Neujahr 2025 - Hochfest der Gottesmutter Maria
Predigt zum Neujahrstag 2025
Ich hoffe, dass das Christkind für alle, für Kleine wie für Große wieder „brav“ gewesen ist. Ich hoffe, dass wir durch Weihnachten alle wieder beschenkt worden sind. Die großen Geschenke des Lebens haben ja oft ziemlich wenig mit jenen Geschenken zu tun, die unter dem Christbaum liegen oder die wir im Lauf der Zeit so erhalten. Die großen Geschenke des Lebens sind meist anderer Art, sie sind oft immateriell, sie sind geistiger und geistlicher Art. Dr. Heinz Nußbaumer war 20 Jahre lang Herausgeber der wohl wichtigsten Wochenzeitung in Österreich. Vor Jahren hat er in der Weihnachtsnummer der FURCHE auf „vier Geschenke“ aus der Welt der Athos-Mönche hingewiesen. Ich möchte mich heute diesem Wunsch von Dr. Heinz Nußbaumer anschließen:
1. Wunsch: Das Geschenk der Stille und des Schweigens!
Jede und jeder von uns weiß, wie sehr wir uns danach sehnen. Und wir wissen aber genauso, wie gerne wir davor flüchten – oft aus Zeitnot, noch öfter aus Angst vor zu viel Nähe und Intimität mit uns selbst. Der Philosoph Blaise Pascal hat schon vor langer Zeit darauf hingewiesen, dass wohl alles Übel dieser Welt damit anfängt, dass der Menschen es nicht mehr aushält mit sich selbst und allein in einem Zimmer zu sein. Wenn in der monastischen Tradition von der „Liebe zur Zelle“ die Rede ist, dann ist damit angedeutet, dass die Stille und das Schweigen ihren Ort und ihre Zeit haben. Auch die Athos-Mönche sind überzeugt, dass nur in solchen Zeit- und Ruhe-Oasen noch Raum ist für das Warten, für Entschleunigung und Tiefe.
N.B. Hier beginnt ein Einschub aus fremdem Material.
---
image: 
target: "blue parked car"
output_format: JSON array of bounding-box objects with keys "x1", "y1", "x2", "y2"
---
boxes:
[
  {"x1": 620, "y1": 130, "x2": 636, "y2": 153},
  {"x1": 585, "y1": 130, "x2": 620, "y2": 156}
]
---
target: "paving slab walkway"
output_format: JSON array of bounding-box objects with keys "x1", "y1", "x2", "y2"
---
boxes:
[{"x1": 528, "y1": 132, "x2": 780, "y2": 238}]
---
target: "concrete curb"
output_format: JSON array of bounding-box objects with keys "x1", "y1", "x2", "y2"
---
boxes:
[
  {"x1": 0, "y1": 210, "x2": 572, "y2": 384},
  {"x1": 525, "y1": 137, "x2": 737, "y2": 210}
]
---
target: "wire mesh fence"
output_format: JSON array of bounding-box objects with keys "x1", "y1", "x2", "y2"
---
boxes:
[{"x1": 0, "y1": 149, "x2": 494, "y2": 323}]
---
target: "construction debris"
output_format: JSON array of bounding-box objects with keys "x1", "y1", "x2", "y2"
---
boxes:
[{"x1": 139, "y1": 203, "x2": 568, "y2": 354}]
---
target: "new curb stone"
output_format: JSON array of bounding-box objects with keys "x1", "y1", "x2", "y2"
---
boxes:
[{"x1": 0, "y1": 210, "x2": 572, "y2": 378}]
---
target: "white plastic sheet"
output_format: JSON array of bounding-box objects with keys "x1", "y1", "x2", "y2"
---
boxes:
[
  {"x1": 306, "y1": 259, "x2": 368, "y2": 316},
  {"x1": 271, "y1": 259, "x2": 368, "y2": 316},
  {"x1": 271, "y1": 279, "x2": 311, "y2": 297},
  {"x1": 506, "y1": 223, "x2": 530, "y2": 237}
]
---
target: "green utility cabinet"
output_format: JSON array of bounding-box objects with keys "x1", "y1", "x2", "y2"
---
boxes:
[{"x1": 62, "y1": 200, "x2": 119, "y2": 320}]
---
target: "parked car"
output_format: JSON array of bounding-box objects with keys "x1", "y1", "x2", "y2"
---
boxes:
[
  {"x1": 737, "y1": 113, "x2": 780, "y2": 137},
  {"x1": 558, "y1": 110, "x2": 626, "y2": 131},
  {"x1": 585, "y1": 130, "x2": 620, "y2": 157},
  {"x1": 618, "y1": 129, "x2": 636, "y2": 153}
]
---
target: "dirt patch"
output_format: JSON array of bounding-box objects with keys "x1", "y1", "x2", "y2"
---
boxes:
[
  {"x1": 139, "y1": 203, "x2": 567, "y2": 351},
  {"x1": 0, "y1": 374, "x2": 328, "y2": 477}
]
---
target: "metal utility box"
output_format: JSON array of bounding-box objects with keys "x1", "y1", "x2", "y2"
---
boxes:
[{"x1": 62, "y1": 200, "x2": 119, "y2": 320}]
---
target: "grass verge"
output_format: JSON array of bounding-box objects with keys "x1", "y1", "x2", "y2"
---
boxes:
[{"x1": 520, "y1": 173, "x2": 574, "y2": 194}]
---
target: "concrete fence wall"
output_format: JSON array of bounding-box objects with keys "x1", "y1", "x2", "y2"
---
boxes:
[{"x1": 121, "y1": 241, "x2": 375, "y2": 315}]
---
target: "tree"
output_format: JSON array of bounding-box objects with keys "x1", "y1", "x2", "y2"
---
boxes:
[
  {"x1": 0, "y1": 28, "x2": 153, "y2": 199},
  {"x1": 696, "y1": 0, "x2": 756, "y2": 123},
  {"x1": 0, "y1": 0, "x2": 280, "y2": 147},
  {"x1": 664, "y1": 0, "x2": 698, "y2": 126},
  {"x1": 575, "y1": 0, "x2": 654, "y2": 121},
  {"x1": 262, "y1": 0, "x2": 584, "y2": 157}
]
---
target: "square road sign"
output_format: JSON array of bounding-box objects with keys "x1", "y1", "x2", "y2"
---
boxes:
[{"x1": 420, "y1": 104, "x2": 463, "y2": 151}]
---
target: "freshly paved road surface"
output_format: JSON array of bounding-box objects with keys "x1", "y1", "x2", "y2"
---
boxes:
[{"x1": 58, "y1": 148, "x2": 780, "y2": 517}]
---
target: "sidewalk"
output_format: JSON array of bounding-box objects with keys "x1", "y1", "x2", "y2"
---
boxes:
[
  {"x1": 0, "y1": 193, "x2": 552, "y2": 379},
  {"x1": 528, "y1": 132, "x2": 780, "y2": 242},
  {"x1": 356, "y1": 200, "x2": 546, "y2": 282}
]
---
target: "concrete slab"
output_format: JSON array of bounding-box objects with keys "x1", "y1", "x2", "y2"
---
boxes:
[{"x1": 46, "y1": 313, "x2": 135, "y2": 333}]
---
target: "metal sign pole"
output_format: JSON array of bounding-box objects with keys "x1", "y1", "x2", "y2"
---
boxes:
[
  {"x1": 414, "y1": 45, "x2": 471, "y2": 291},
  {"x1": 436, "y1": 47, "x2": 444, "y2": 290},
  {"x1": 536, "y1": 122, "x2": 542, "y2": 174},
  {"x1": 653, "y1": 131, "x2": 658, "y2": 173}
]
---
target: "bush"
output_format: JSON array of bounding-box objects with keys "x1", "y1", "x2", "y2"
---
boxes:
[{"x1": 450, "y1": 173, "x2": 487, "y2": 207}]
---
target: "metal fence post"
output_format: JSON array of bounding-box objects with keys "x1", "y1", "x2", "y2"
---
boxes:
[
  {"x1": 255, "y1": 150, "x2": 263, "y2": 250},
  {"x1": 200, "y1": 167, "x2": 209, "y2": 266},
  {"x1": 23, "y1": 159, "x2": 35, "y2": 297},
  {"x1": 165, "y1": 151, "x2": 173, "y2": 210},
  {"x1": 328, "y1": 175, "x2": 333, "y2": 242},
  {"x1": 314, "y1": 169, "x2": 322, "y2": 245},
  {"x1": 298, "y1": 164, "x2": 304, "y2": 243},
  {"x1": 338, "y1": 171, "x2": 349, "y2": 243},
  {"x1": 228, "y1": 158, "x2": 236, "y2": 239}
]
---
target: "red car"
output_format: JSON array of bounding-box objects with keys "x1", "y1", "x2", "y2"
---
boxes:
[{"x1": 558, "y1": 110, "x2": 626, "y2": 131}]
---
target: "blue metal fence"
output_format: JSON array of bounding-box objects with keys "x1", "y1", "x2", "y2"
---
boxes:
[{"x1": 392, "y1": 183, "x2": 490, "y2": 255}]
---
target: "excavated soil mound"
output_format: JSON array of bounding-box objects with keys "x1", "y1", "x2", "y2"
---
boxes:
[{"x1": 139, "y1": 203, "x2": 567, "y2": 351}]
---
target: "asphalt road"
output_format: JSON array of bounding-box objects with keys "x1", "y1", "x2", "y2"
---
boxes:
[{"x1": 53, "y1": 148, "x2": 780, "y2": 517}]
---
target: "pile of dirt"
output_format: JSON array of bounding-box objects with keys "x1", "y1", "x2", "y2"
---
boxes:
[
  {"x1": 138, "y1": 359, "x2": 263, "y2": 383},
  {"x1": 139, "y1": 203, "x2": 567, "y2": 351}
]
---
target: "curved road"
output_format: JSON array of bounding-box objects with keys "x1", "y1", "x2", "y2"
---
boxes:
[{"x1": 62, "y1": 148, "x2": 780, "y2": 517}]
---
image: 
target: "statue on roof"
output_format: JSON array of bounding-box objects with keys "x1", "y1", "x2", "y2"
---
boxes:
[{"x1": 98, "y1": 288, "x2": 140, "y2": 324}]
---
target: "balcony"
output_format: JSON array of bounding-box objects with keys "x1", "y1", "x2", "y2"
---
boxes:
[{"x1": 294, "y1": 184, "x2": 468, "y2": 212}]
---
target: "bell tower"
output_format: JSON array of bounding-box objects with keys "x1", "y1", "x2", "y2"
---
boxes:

Wir haben bei unserer dritten Rorate genau darüber nachgedacht – über die Notwendigkeit von Stille und heiligem Schweigen auch bei unseren Gottesdiensten.
2. Wunsch: Das Geschenk des „leichten Gepäcks“!
Was schleppen wir nicht alles an „Lebenserhaltungssystemen“ mit uns herum. Und wie leicht ist doch das Gepäck der Mönche!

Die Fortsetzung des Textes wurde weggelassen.